ObiSolver exposes 4 parameters for each constraint type:
Are these constraints updated at all? By default all constraint types are enabled, altough this is rarely what you want for production-ready simulations. You should disable any constraints that are not critical for the final look of your simulation.
How many times per substep should these constraints be evaluated? A high iteration count will keep the simulation closer to the ground-truth solution. Keep it low if these constraints aren`t very important for your particular purpose and you want to get better performance. The default is 3.
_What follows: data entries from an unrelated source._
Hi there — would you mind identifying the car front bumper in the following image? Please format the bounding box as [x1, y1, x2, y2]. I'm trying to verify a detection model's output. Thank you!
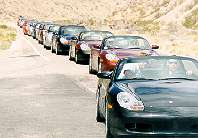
[109, 110, 198, 138]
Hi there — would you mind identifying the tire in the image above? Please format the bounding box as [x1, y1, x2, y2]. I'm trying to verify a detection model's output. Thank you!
[51, 43, 54, 53]
[98, 60, 102, 72]
[105, 103, 113, 138]
[55, 43, 60, 55]
[69, 46, 73, 60]
[89, 55, 94, 74]
[96, 88, 105, 122]
[75, 52, 80, 64]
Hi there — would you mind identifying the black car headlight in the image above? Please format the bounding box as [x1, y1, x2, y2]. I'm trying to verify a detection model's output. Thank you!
[117, 92, 144, 111]
[80, 43, 90, 51]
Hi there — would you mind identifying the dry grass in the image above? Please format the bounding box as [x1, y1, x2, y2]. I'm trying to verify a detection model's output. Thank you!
[0, 24, 16, 50]
[183, 8, 198, 30]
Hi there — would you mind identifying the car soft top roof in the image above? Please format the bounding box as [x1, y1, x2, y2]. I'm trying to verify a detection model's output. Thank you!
[120, 55, 198, 63]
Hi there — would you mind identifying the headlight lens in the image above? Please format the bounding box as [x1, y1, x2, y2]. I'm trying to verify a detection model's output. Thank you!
[60, 37, 68, 45]
[80, 43, 90, 50]
[117, 92, 144, 111]
[106, 54, 119, 62]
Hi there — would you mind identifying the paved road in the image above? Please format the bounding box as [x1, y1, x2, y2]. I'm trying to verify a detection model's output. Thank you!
[0, 27, 104, 138]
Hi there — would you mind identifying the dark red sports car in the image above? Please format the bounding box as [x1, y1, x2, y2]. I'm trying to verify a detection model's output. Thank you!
[89, 36, 159, 73]
[69, 31, 113, 63]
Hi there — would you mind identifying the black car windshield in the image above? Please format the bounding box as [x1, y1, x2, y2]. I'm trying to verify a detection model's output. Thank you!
[80, 31, 112, 41]
[116, 58, 198, 80]
[103, 36, 150, 49]
[61, 26, 86, 36]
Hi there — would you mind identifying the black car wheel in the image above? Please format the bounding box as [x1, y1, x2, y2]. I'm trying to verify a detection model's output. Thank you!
[51, 42, 54, 53]
[55, 43, 60, 55]
[98, 59, 102, 72]
[96, 88, 105, 122]
[75, 52, 80, 64]
[89, 55, 94, 74]
[105, 103, 113, 138]
[69, 46, 73, 60]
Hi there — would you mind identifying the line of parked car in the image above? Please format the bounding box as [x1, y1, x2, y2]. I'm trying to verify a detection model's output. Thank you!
[18, 18, 198, 138]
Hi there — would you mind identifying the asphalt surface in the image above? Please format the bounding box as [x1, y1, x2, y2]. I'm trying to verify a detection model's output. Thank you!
[0, 29, 105, 138]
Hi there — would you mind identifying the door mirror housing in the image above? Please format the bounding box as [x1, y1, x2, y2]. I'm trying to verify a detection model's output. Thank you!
[151, 45, 159, 49]
[93, 45, 100, 49]
[97, 71, 112, 79]
[71, 36, 77, 40]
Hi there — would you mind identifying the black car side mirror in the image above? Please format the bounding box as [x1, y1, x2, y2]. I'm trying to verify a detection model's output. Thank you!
[151, 45, 159, 49]
[97, 72, 112, 79]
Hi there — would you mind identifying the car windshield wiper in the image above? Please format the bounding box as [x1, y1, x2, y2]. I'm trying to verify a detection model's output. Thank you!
[159, 77, 195, 80]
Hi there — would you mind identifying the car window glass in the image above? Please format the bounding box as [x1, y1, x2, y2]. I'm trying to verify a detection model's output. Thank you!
[117, 59, 198, 80]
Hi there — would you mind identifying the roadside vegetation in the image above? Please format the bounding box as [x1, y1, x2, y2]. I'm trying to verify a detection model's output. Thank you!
[0, 23, 16, 51]
[183, 8, 198, 30]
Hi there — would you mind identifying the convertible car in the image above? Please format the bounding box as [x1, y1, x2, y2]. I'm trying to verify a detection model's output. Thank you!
[69, 31, 113, 63]
[52, 25, 86, 55]
[96, 56, 198, 138]
[89, 36, 159, 73]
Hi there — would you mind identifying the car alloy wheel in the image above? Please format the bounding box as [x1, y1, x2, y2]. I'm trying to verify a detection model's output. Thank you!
[69, 46, 73, 60]
[96, 88, 105, 122]
[55, 43, 60, 55]
[89, 54, 94, 74]
[98, 60, 102, 72]
[51, 41, 55, 53]
[75, 52, 80, 64]
[105, 103, 113, 138]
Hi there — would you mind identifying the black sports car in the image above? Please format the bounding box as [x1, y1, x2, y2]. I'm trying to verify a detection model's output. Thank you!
[96, 56, 198, 138]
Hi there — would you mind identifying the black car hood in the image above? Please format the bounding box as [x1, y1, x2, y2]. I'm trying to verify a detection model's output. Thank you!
[122, 80, 198, 116]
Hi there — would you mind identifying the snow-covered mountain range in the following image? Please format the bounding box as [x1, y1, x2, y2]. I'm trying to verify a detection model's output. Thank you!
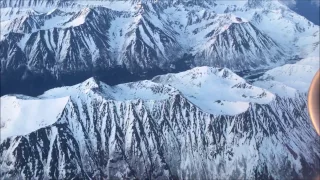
[0, 0, 320, 180]
[0, 0, 319, 94]
[0, 58, 320, 179]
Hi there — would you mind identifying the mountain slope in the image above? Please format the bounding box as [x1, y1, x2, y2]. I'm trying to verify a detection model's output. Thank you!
[0, 68, 320, 179]
[0, 0, 319, 95]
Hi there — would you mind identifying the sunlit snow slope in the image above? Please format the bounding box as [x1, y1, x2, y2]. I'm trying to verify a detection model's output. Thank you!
[0, 65, 320, 179]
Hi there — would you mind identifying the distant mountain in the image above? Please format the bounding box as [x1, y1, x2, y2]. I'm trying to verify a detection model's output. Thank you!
[0, 0, 319, 95]
[0, 59, 320, 179]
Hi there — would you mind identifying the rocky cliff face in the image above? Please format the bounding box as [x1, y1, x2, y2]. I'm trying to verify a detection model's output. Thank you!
[0, 0, 319, 95]
[0, 63, 320, 179]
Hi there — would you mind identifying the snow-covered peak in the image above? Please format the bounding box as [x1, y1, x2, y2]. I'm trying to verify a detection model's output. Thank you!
[0, 95, 69, 142]
[254, 57, 320, 97]
[152, 67, 274, 115]
[39, 78, 179, 101]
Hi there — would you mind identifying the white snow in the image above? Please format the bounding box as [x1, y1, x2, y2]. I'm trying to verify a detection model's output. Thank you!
[153, 67, 274, 115]
[254, 57, 320, 97]
[0, 96, 69, 141]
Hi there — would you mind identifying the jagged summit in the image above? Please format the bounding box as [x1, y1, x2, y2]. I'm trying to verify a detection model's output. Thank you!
[0, 63, 320, 179]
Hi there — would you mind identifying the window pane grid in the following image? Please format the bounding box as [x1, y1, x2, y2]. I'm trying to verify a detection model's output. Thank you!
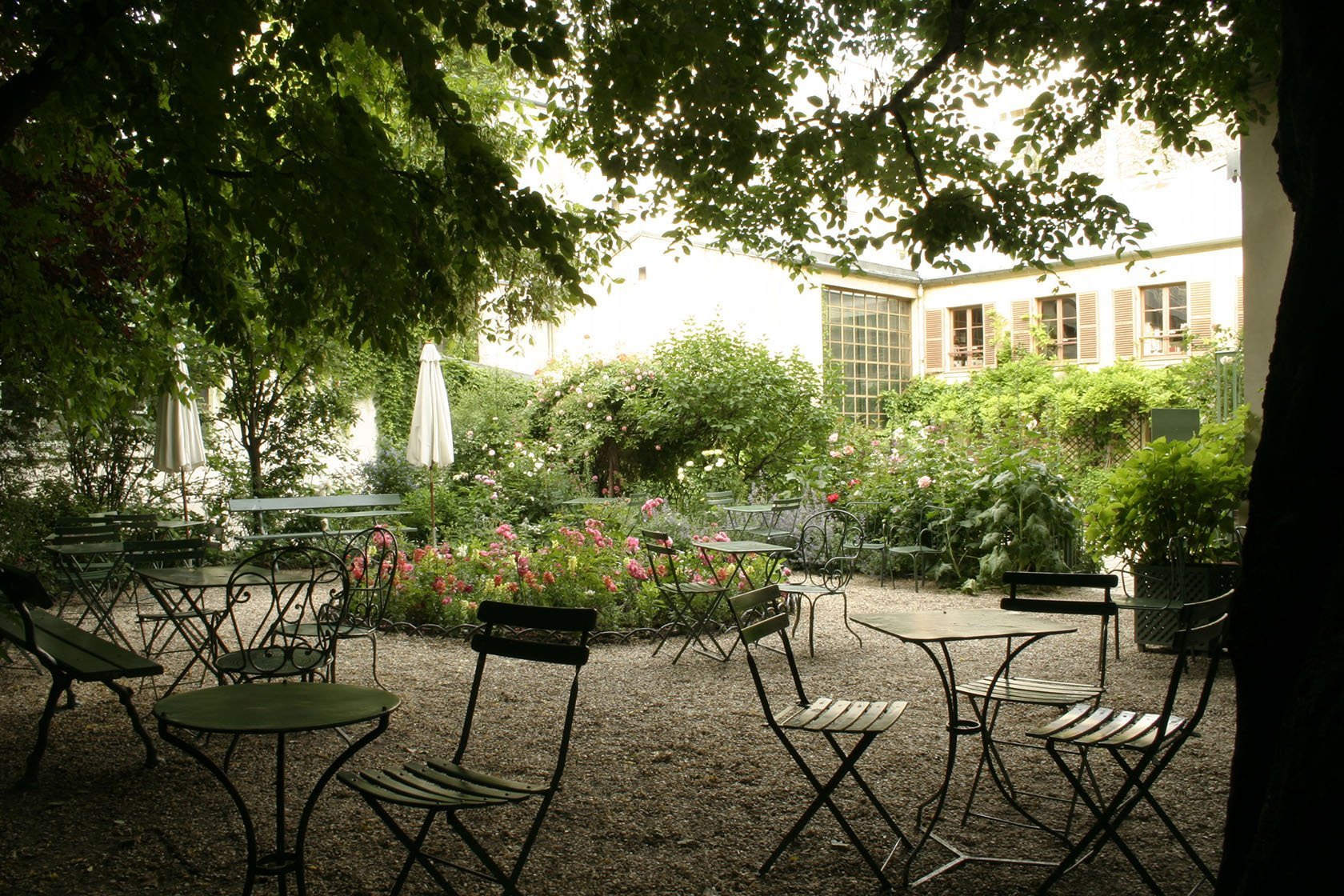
[826, 289, 913, 426]
[1140, 283, 1190, 356]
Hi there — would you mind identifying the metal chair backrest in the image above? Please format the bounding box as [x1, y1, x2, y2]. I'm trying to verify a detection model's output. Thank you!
[998, 570, 1119, 688]
[729, 584, 808, 718]
[640, 530, 714, 591]
[1153, 591, 1233, 736]
[219, 544, 350, 677]
[344, 526, 402, 627]
[789, 508, 863, 593]
[122, 538, 206, 570]
[453, 601, 597, 790]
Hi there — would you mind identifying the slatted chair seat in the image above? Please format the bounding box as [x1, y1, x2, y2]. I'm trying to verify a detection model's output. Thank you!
[338, 601, 597, 896]
[1027, 591, 1233, 894]
[729, 584, 910, 888]
[957, 571, 1119, 839]
[774, 697, 906, 735]
[640, 530, 737, 665]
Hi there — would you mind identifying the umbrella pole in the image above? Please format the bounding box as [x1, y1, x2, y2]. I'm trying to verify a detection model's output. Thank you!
[429, 463, 438, 546]
[182, 470, 191, 522]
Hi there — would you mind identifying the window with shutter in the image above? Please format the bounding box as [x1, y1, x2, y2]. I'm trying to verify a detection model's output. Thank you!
[1190, 283, 1214, 348]
[1078, 293, 1097, 362]
[925, 310, 942, 372]
[1012, 298, 1031, 354]
[947, 305, 985, 370]
[1036, 295, 1078, 362]
[1110, 289, 1134, 358]
[1138, 283, 1190, 358]
[1237, 277, 1246, 333]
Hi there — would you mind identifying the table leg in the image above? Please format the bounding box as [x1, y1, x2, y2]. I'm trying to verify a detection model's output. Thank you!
[158, 720, 390, 896]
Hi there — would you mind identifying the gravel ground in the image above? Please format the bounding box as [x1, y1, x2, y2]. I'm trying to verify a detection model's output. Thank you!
[0, 579, 1234, 896]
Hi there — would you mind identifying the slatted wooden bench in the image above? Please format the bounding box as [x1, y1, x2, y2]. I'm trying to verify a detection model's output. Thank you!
[0, 564, 164, 787]
[229, 494, 406, 542]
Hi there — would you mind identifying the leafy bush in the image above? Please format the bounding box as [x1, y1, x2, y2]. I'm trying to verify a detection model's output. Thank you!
[1086, 411, 1250, 564]
[532, 324, 830, 494]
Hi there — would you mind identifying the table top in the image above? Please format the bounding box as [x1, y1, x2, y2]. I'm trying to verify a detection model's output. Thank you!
[850, 607, 1078, 643]
[136, 567, 267, 588]
[695, 542, 793, 554]
[154, 681, 402, 735]
[298, 508, 410, 520]
[46, 542, 125, 556]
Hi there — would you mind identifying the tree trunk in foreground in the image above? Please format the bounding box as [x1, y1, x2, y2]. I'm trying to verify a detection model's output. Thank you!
[1220, 0, 1344, 896]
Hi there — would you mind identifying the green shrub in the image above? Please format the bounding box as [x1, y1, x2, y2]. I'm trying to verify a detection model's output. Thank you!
[1086, 411, 1250, 564]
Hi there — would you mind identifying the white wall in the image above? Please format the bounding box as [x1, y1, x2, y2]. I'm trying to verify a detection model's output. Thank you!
[480, 234, 822, 374]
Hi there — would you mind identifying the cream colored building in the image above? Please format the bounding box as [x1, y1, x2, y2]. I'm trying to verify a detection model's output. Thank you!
[480, 114, 1258, 422]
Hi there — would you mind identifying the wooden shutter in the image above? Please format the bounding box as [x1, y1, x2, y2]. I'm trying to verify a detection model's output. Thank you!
[1012, 298, 1031, 354]
[1110, 289, 1134, 360]
[1074, 293, 1097, 362]
[980, 305, 998, 366]
[1237, 277, 1246, 333]
[925, 310, 943, 374]
[1186, 282, 1214, 348]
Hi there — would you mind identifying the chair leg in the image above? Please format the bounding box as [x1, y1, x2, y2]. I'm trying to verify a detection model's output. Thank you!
[759, 728, 909, 890]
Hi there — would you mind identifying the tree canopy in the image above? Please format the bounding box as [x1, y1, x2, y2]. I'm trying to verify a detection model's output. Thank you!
[554, 0, 1277, 267]
[0, 0, 607, 424]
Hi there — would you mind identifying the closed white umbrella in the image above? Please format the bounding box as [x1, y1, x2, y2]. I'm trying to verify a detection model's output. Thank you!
[406, 342, 453, 544]
[154, 342, 206, 522]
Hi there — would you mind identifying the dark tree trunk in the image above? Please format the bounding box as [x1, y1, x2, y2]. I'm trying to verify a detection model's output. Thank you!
[1218, 0, 1344, 894]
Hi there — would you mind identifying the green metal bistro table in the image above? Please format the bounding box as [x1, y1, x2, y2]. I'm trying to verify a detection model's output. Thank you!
[694, 542, 793, 662]
[850, 609, 1078, 886]
[154, 681, 401, 896]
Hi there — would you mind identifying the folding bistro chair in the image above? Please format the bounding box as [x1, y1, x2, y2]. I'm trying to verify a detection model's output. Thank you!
[729, 584, 910, 888]
[779, 509, 863, 657]
[1027, 591, 1233, 894]
[640, 530, 737, 665]
[338, 601, 597, 896]
[122, 538, 210, 693]
[957, 571, 1119, 838]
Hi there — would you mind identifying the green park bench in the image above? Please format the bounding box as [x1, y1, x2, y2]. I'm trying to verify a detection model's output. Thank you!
[229, 494, 407, 542]
[0, 564, 164, 787]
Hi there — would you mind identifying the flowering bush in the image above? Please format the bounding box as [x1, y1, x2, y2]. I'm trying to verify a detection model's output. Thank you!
[389, 510, 785, 630]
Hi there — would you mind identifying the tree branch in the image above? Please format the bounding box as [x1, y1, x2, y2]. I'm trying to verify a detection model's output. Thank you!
[0, 0, 133, 144]
[871, 0, 976, 198]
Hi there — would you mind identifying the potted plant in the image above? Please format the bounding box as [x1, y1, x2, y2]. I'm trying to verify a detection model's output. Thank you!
[1085, 415, 1250, 646]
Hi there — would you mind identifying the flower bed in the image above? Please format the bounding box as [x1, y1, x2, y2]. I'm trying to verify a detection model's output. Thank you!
[378, 518, 779, 631]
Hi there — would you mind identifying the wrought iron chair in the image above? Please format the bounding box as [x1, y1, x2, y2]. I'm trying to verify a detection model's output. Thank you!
[729, 584, 910, 888]
[338, 601, 597, 894]
[887, 506, 951, 591]
[779, 508, 863, 657]
[640, 530, 737, 664]
[214, 546, 350, 681]
[274, 526, 401, 688]
[1027, 591, 1233, 894]
[957, 571, 1119, 837]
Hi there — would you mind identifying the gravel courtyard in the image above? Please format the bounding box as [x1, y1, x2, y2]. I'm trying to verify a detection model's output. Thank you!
[0, 578, 1234, 896]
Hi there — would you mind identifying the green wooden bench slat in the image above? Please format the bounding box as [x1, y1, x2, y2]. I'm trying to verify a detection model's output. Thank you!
[0, 607, 164, 681]
[0, 564, 164, 787]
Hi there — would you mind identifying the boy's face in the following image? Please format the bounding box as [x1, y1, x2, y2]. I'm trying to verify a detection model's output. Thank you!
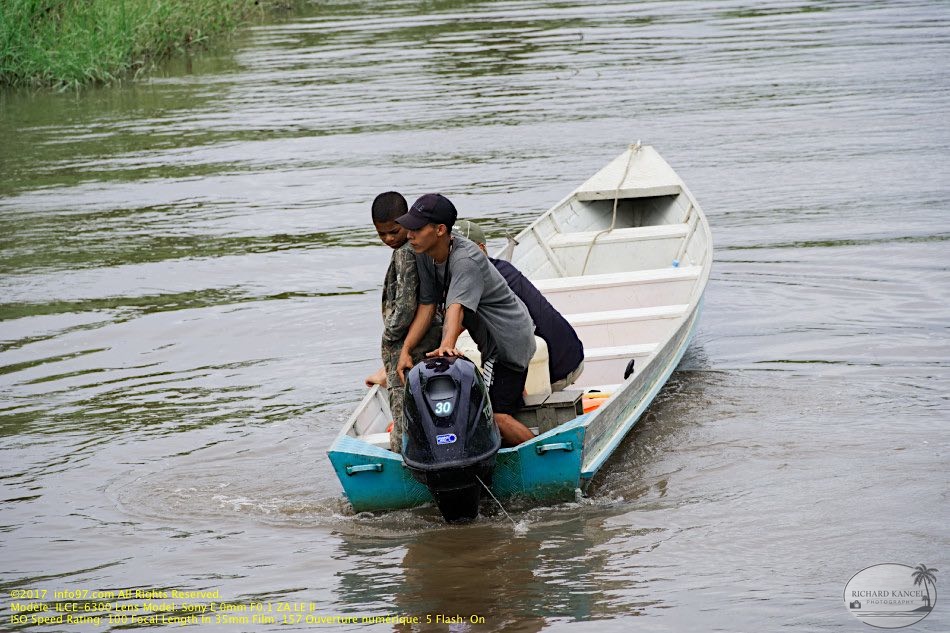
[373, 220, 409, 249]
[409, 224, 447, 253]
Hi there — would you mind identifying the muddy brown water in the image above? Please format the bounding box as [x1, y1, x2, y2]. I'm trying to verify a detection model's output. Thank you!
[0, 0, 950, 631]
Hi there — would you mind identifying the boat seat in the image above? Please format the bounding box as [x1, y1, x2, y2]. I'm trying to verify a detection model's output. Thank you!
[547, 223, 690, 275]
[360, 432, 389, 448]
[565, 304, 689, 327]
[564, 304, 689, 347]
[548, 223, 689, 249]
[455, 330, 551, 396]
[532, 266, 703, 316]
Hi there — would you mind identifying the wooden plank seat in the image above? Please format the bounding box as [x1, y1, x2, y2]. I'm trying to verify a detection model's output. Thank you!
[565, 304, 689, 347]
[548, 224, 689, 274]
[532, 266, 703, 316]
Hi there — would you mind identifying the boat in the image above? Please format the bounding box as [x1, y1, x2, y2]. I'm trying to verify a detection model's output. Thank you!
[328, 143, 713, 512]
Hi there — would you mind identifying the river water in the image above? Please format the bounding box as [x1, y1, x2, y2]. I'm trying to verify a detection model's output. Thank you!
[0, 0, 950, 631]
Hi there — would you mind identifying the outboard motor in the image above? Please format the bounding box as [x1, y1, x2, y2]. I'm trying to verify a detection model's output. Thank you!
[402, 356, 501, 523]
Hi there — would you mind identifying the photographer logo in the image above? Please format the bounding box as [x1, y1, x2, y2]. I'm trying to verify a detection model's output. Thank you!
[844, 563, 937, 629]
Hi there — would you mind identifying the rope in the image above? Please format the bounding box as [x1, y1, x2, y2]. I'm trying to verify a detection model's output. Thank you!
[581, 141, 641, 275]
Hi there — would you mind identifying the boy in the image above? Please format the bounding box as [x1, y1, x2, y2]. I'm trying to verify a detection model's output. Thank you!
[396, 193, 535, 446]
[365, 191, 442, 453]
[452, 220, 584, 391]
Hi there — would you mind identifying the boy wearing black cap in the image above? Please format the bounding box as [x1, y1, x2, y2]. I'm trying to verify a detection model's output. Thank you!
[396, 193, 535, 446]
[365, 191, 442, 453]
[454, 220, 584, 391]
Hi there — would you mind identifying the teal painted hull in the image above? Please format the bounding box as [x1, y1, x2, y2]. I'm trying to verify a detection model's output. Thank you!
[328, 415, 587, 512]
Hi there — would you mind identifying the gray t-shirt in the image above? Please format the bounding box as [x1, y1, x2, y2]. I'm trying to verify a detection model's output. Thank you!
[416, 235, 535, 370]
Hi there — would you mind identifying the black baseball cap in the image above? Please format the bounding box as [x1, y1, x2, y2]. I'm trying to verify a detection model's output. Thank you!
[396, 193, 458, 231]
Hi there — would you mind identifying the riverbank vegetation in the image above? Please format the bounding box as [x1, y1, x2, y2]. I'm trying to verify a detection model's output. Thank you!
[0, 0, 298, 87]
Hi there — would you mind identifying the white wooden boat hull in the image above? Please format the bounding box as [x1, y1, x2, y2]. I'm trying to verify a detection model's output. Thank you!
[329, 146, 712, 511]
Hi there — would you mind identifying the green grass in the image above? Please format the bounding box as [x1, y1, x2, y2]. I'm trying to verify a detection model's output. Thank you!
[0, 0, 294, 87]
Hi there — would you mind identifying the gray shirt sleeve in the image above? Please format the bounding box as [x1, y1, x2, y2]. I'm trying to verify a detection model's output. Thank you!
[416, 255, 438, 305]
[445, 253, 485, 312]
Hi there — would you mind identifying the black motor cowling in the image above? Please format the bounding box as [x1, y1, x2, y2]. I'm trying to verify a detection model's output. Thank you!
[402, 357, 501, 522]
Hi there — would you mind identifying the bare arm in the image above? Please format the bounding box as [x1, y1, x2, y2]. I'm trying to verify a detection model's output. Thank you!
[396, 303, 435, 384]
[426, 303, 464, 356]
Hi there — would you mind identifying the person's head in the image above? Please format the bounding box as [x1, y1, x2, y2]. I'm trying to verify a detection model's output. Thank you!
[453, 220, 488, 255]
[373, 191, 409, 248]
[396, 193, 458, 253]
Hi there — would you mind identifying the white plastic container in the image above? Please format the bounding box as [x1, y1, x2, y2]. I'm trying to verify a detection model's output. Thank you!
[455, 330, 551, 396]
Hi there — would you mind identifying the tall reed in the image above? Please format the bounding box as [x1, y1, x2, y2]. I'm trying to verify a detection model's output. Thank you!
[0, 0, 272, 87]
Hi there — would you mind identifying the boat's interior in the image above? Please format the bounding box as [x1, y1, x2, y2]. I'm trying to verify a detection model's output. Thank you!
[344, 147, 711, 447]
[512, 190, 708, 388]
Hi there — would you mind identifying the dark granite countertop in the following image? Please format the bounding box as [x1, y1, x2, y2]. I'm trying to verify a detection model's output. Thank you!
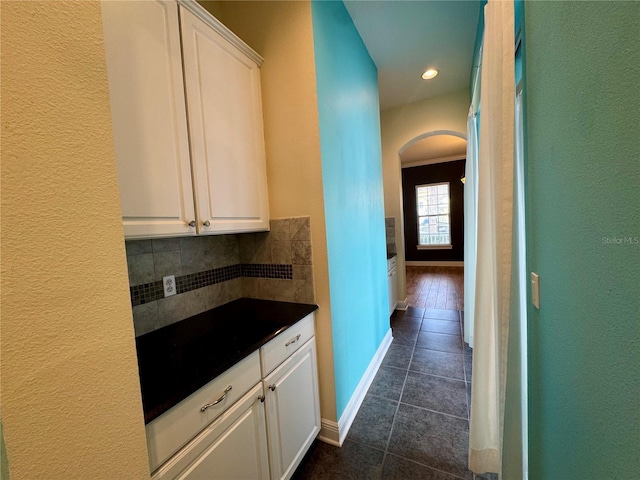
[136, 298, 318, 423]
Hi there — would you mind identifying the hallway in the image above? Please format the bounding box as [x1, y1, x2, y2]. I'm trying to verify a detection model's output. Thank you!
[294, 267, 497, 480]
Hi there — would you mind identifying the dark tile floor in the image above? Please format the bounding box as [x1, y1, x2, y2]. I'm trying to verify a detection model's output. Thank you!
[293, 307, 497, 480]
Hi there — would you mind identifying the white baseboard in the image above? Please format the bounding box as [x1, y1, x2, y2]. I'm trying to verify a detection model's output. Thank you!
[396, 298, 409, 311]
[404, 260, 464, 267]
[318, 418, 342, 447]
[318, 329, 393, 447]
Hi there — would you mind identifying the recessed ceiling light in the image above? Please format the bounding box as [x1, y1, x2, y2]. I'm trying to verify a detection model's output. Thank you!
[422, 68, 439, 80]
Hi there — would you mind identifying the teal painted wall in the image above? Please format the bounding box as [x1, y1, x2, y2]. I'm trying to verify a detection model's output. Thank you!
[312, 1, 389, 418]
[524, 1, 640, 480]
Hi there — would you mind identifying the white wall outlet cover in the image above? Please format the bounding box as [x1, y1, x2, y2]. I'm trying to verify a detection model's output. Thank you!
[162, 275, 178, 297]
[531, 272, 540, 310]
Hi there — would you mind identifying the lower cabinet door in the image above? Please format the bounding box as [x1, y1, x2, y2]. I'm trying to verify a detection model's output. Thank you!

Determines how to enforce constraints of this kind. There are two modes:
The following images show a rope that's been stretched way past its rest length, using different evaluation modes for distance constraints. In sequential mode (left), a clumping pattern in particle placement caused by order-dependent evaluation is clearly visible. In parallel mode (right) all particles are evenly spaced, but the rope sags a bit more due to reduced convergence speed.
Here's another example: some rigidbodies on a trampoline. Cloth tension is mapped to a color gradient for visualization purposes. In sequential mode (left), tension is unevenly distributed over the cloth's surface, resulting in a noisy color pattern. In parallel mode (right) tension is evenly distributed, but the cloth is more elastic due to reduced convergence speed.
Successive Over-Relaxation (SOR) factor. When trying to satisfy constraints, one way to improve convergence is to “over-relax” the constraints. That is, if moving a particle 2 units to the left would satisfy the constraint for now, why not moving it 3 units? This is exactly what this factor is used for. 1 is the default value, which does not perform over-relaxation at all. 2 is the maximum, which allows you to perform twice as much (200%) relaxation on constraints. High values can be used to help speed up convergence in any of the two modes (sequential or parallel), but keep in mind that simulation stability can degrade. Values lower than 1 will only partially enforce constraints. For instance, with a relaxation factor of 0.25 constraints will only have a 25% of their normal effect.
These settings allow you to control the amount of memory allocated by a solver:
Maximum amount of results returned by queries on a single frame. Any results that exceed the maximum will be ignored.
Maximum amount of advected particles that can be simultaneously simulated by the solver.
Amount of preallocated voxel chunks for fluid surface meshing. For more details, see fluid rendering.
Amount of memory allocated to store the indices of neighbor particles for each fluid particle.
Amount of contacts against colliders or other particles each particle can have.